Target practice for F365 commenters again, which can only mean it’s time for another Team of the Week. I didn’t do a very good job explaining the criteria for inclusion last week, so I’ll give it another shot – not that it’ll stop the missiles from coming in.
What I’m looking for are excellent 90-minute performances, the sort of displays that in an average game would be worthy of Man of the Match. Goals, assists, etc. count, but it’s the full showing that’s under the microscope.
Moreover, no matter how good a player you are, you have to play really well to get in – which means that an outstanding performance by a good player will win out over a good performance by an outstanding player. Otherwise the teams would come exclusively from the top six, and that’s not only no fun, it leaves some great efforts from less-celebrated players unrecognised.
Also, whether the team won or lost is irrelevant. Obviously, a player who has a great performance is more likely to be on a winning team, but the result in and of itself counts for nothing; it’s the individual performance. As it turns out, only one player this week was on the losing side, but that won’t always be the case.
Because teams play different systems, it’s impossible to put everyone in the exact position they played. But I’ll try to get everyone as close as possible. I’m no Garth.
And so to this week’s accusations of idiocy/blindness/bias, in a 3-5-2:
Goalkeeper: Heurelho Gomes, Watford. There were some excellent performances in goal this weekend: Tom Heaton, Hugo Lloris, Kasper Schmeichel come to mind. But Gomes gets the nod as 10-man Watford kept out Brighton & Hove Albion. He only had two difficult saves to make, but several times came commandingly off his line to punch clear.
Centre-half: Wes Morgan, Leicester. Maybe his best game for the Foxes since the title season. Positioning was rock solid, he marked Romelu Lukaku well, and generally looked his old powerful self.
Centre-half: Jan Vertonghen, Tottenham. A strong contribution at both ends of the pitch. Couldn’t be faulted in the wild closing minutes.

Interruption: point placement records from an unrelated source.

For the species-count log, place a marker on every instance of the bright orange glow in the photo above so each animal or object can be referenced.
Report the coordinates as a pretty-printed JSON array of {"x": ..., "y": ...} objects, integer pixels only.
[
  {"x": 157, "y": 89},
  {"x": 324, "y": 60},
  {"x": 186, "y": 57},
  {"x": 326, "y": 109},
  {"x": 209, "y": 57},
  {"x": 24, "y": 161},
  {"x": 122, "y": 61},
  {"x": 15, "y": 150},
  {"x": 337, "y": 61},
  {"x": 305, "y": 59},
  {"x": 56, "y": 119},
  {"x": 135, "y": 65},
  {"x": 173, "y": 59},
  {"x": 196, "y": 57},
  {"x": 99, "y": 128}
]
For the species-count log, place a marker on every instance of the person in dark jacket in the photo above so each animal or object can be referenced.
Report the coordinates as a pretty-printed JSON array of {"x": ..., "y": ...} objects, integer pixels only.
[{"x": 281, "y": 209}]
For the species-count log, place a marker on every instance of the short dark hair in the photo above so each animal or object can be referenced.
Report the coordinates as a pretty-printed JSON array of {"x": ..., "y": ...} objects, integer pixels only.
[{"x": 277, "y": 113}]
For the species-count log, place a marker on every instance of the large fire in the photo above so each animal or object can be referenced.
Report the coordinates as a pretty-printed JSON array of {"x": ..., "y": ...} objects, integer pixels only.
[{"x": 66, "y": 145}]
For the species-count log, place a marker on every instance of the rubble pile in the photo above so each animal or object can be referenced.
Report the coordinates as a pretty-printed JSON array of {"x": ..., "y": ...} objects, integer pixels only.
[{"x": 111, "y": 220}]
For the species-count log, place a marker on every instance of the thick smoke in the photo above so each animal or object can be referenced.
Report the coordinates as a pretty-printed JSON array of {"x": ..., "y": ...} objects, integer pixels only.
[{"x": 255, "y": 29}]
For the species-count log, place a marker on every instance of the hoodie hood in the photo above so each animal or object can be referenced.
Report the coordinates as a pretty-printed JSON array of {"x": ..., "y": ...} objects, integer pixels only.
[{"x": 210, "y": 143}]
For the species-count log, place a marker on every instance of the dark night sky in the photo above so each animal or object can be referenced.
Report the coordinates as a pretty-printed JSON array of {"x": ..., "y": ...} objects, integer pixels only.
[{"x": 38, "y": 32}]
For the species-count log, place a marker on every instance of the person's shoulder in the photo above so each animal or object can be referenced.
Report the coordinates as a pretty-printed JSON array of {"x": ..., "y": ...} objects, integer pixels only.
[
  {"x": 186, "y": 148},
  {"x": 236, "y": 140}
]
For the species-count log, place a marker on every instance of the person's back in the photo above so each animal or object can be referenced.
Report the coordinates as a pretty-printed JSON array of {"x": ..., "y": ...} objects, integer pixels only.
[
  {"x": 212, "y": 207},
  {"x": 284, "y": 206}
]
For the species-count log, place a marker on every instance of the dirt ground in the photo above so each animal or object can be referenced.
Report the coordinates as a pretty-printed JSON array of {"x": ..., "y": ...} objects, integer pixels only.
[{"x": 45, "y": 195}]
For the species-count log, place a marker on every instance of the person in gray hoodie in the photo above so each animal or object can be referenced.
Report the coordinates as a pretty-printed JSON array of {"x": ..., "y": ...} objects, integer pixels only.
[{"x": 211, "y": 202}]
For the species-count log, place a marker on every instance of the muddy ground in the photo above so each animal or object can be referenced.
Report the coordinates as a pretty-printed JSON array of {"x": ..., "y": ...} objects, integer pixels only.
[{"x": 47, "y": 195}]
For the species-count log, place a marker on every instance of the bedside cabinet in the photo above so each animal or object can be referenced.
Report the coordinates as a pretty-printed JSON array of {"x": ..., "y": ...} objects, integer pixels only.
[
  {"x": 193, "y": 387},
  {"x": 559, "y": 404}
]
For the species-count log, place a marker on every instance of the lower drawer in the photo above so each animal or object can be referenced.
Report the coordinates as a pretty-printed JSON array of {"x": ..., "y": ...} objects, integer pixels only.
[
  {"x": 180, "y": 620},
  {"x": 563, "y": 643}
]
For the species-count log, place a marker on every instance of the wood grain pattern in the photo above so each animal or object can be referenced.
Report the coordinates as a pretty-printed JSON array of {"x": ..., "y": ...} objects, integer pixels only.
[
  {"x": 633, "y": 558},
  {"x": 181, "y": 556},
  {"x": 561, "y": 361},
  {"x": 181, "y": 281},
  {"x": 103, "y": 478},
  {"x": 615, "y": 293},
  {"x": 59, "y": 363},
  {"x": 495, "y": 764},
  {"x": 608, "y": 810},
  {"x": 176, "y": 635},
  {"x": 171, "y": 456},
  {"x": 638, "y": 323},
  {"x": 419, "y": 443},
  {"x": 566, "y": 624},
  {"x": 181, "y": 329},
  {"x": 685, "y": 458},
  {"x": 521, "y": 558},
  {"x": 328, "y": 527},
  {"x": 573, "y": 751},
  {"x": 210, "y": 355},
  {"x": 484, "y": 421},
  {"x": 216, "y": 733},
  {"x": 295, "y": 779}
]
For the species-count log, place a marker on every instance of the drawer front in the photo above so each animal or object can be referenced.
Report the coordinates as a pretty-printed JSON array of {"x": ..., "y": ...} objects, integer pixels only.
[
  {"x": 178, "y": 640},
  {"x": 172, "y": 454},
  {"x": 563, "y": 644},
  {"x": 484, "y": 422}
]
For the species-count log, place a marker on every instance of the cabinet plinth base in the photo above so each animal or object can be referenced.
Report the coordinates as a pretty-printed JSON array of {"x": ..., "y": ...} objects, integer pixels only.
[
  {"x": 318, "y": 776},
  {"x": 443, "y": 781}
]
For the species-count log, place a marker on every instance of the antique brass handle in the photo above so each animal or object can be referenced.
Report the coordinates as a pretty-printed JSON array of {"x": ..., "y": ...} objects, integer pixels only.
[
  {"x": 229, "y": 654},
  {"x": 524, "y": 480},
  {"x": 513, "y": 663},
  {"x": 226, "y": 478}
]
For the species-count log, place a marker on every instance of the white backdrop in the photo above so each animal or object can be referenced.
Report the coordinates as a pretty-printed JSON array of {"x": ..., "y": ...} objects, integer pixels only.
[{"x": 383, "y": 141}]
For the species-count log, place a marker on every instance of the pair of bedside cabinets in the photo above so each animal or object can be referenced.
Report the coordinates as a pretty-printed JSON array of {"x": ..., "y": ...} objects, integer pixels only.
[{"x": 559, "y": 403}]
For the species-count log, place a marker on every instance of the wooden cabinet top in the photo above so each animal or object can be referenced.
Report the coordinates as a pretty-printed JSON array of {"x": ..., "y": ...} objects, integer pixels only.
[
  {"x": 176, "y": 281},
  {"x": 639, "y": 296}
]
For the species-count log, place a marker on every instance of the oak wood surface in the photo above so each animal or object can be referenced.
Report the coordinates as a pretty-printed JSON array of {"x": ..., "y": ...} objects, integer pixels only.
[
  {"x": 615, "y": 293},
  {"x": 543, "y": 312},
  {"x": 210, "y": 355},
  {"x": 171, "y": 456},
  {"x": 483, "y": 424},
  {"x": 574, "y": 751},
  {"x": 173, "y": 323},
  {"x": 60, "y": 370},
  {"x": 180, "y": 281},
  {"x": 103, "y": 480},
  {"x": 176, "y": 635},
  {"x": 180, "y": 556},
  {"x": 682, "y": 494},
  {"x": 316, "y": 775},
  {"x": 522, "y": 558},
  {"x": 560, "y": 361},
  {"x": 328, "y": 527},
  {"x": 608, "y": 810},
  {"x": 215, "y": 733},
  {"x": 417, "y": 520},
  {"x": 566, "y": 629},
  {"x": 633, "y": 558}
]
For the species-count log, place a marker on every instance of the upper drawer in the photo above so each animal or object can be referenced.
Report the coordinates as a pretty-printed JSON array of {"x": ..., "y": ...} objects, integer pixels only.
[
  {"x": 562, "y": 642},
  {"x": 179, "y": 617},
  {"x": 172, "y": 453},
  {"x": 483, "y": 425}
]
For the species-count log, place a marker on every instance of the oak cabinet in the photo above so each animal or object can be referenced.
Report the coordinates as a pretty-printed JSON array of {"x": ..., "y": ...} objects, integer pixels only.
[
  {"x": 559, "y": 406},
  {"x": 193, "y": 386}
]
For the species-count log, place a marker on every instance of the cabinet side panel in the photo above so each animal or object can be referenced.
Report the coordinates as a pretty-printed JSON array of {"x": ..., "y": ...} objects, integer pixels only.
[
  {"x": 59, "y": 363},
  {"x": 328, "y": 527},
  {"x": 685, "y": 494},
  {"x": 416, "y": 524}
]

Centre-half: Kurt Zouma, Stoke. This was close, because he was partly at fault for West Brom’s goal. But he was otherwise outstanding both in defence and attack, and made up for the error with a good pass in the build-up to the equaliser. Other players in consideration were Joel Matip, Harry Maguire, and Ciaran Clark. The last mentioned came closest, scoring a goal and making a clearance off the line, but otherwise wasn’t seriously tested.
Right wing-back: Tommy Smith, Huddersfield. Take 65 guesses who was tied with Xherdan Shaqiri for most key passes from open play this weekend. Got it in one, Ms. Winterburn. After a briefly shaky start, he completely controlled his side of the pitch, and capped it off with a goal-line clearance to save a draw. He’s the captain, too. Allan Nyom of West Brom was a strong second place.
Left wing-back: Robbie Brady, Burnley. Really should be placed a bit further up the pitch, but unquestionably belongs here. Kept driving the team forward against the odds. Appeared to flag when shifted to the opposite side near the end, then delivered that cross from deep for Chris Wood’s late equaliser. Made two tackles and an interception in the defensive third, so maybe wing-back isn’t actually that far off.
Central midfield: Emre Can, Liverpool. His best game in a Liverpool shirt? Finally looked the complete midfielder. The player I most hated to leave out was Mikel Merino of Newcastle, who had this spot nailed down until Can’s lights-out performance. Cesc Fabregas, Abdoulaye Doucouré, and (no, I’m not making it up) Gareth Barry came into consideration too.
Attacking midfield: Ayoze Perez, Newcastle. Got better with each minute and by the end was running rampant. He’s never been the most consistent of players, but performances like this make you remember why he was so highly regarded.
Attacking midfield: Willian, Chelsea. Completes my humiliation at the hands of Simon CFC. Irrepressible. Has to be ahead of Pedro in the pecking order now. Let’s also mention Scott Arfield, who might have had his best Premier League game ever.
Forward: Mohamed Salah, Liverpool. You know, it says something for Jose Mourinho’s ability as a manager that he can win titles while discarding players of this quality. Arsenal didn’t offer much resistance, but wow.
Forward: Alvaro Morata, Chelsea. Well, that didn’t take long. Superb link-up play, took his goal well. A class act playing like a class act. Joselu was close behind with a very good game for Newcastle.